There seem to be some omissions from the problem statement. Is this the exact wording of the problem statement, or is it your interpretation? Is any mention made of the number of moles of gas? Is any mention made that the first expansion is adiabatic and reversible? Please write out the problem statement exactly as it appears in your book (or whatever).

Chet
 
Hi and thank you for the greeting :)

This problem statement is in fact translated, though nothing seems to be omitted. Nothing mentioned about the expansion being reversible. Is it incorrect to assume that the first expansion can't be adiabatic as the molar heat capacity during the first process remains constant?

I doubt the original statement would be any help as it was translated. Also I'm pretty sure this is the all information we get from the statement - no moles of gas, nothing else. Is my solution provided in first post incorrect?

Rugile
 
Rugile said:
Hi and thank you for the greeting :)

This problem statement is in fact translated, though nothing seems to be omitted. Nothing mentioned about the expansion being reversible. Is it incorrect to assume that the first expansion can't be adiabatic as the molar heat capacity during the first process remains constant?

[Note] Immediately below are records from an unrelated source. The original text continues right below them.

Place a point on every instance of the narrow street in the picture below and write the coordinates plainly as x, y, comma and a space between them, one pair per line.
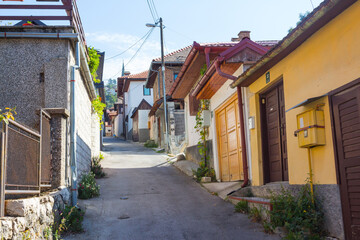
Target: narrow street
162, 202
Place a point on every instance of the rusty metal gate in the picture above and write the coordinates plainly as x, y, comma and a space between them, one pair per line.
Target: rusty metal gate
25, 159
45, 133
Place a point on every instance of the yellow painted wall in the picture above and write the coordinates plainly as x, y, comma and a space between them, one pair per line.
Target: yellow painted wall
326, 61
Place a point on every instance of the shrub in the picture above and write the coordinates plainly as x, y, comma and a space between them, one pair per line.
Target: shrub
88, 187
150, 144
242, 207
255, 214
96, 166
204, 171
301, 217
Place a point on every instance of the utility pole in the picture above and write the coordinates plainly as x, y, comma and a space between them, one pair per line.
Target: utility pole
164, 86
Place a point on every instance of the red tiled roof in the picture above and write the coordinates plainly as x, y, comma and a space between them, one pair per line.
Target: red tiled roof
172, 53
143, 74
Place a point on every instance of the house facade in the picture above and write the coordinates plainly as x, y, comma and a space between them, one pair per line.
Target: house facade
304, 104
175, 107
132, 90
141, 131
36, 74
220, 62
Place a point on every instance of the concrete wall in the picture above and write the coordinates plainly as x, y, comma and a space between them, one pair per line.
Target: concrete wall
22, 62
31, 218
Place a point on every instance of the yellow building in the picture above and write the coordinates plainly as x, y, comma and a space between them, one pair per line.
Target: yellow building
313, 70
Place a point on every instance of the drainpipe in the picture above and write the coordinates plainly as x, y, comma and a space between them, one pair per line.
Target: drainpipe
207, 55
243, 139
221, 73
72, 127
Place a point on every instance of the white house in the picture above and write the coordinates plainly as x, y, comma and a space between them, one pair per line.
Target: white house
132, 89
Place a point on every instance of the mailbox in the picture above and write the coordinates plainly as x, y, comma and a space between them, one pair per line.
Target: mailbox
310, 128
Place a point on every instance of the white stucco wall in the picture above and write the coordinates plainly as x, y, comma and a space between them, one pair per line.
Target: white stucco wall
143, 119
192, 137
133, 98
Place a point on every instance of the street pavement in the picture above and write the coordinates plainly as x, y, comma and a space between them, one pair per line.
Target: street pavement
144, 197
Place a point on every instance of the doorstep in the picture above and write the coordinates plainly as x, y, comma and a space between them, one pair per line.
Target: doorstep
222, 189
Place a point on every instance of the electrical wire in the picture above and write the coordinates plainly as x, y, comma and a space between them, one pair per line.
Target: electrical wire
152, 29
312, 4
151, 10
137, 51
129, 47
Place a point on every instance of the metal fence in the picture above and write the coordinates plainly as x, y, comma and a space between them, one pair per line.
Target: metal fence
25, 159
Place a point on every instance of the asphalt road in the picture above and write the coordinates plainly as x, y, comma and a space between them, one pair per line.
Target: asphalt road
144, 197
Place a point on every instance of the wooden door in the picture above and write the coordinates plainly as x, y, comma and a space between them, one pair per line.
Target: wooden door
229, 147
346, 119
159, 131
274, 135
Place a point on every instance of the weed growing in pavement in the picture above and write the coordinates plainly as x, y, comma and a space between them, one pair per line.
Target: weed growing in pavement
204, 171
242, 207
299, 215
88, 187
96, 166
150, 144
255, 214
71, 219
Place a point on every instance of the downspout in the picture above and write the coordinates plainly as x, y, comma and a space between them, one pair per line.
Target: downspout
207, 55
243, 139
72, 127
221, 73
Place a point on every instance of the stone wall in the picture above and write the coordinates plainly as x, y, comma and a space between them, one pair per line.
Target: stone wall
29, 218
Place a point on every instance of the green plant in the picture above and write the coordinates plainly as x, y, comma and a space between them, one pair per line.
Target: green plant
99, 109
7, 114
150, 144
242, 207
93, 63
204, 169
72, 218
96, 166
301, 217
88, 187
255, 214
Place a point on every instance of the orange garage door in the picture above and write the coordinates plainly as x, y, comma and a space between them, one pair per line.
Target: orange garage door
228, 138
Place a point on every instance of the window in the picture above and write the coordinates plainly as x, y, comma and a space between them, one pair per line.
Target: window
175, 76
146, 91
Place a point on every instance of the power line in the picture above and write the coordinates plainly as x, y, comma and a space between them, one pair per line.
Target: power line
151, 30
312, 4
154, 8
137, 51
129, 47
151, 10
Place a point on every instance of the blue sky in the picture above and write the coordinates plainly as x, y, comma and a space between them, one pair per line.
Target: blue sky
114, 25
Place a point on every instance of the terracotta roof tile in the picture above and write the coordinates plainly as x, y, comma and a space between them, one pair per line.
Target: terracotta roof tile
176, 55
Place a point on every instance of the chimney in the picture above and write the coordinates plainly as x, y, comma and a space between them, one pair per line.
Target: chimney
241, 36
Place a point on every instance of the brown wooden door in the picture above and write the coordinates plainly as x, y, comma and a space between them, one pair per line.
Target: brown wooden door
229, 146
159, 131
346, 113
274, 135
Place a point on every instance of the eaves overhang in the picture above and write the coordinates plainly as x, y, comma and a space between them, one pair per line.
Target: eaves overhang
318, 18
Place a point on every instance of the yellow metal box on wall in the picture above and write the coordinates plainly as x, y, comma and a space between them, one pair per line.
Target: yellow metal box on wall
311, 129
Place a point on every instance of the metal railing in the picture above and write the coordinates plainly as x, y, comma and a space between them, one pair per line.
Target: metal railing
70, 7
25, 159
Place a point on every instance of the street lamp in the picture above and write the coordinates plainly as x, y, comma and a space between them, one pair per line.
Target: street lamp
159, 24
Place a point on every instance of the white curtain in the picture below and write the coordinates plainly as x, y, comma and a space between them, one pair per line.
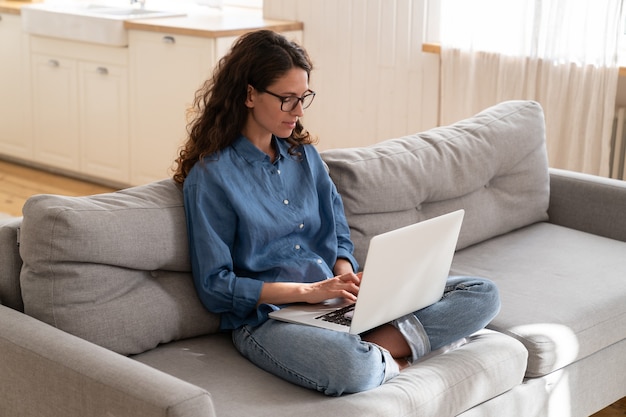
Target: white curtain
561, 53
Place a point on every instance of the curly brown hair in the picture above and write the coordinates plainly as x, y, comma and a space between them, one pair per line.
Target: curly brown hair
219, 113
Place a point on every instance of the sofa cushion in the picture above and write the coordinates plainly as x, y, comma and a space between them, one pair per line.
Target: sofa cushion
112, 268
580, 308
494, 165
10, 264
443, 385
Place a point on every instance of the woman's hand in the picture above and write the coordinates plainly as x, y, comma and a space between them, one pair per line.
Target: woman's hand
342, 286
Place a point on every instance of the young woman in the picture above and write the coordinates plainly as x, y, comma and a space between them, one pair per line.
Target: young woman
267, 228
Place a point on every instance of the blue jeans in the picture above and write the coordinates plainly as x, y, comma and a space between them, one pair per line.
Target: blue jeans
336, 363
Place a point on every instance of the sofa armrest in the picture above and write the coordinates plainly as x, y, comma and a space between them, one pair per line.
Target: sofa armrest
588, 203
47, 372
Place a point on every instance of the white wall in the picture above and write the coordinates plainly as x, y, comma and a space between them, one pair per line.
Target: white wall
371, 78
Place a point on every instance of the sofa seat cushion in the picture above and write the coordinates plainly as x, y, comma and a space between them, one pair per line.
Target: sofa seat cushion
562, 291
443, 385
494, 165
112, 268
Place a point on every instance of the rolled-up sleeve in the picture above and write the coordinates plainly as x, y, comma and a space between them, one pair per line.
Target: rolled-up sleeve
211, 225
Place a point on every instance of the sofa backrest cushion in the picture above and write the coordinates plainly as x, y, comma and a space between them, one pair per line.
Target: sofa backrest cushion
10, 264
112, 268
494, 165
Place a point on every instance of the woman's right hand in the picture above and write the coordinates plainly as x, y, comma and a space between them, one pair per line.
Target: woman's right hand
342, 286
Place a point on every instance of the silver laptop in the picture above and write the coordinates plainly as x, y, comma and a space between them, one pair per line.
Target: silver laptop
405, 270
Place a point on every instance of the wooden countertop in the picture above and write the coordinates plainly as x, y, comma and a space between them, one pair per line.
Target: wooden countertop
12, 7
231, 21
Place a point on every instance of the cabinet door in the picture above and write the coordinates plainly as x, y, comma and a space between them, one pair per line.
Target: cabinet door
15, 139
166, 71
55, 112
103, 100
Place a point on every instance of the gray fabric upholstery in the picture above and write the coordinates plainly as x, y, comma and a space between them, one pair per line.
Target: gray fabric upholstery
589, 203
112, 268
11, 263
580, 308
485, 164
444, 385
45, 372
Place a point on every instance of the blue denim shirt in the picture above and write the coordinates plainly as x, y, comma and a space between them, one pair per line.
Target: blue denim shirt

I doubt the original statement would be any help as it was translated. Also I'm pretty sure this is the all information we get from the statement - no moles of gas, nothing else. Is my solution provided in first post incorrect?

Rugile
I don't know. We must have lost something in the translation. Incidentally, just because the molar heat capacity is constant doesn't mean that the process isn't adiabatic.
 
Chestermiller said:
I don't know. We must have lost something in the translation. Incidentally, just because the molar heat capacity is constant doesn't mean that the process isn't adiabatic.

Well we also know that the gas is made up of single (individual) atoms. But we don't know what atoms. Nothing can be lost, I checked it like a hundred times.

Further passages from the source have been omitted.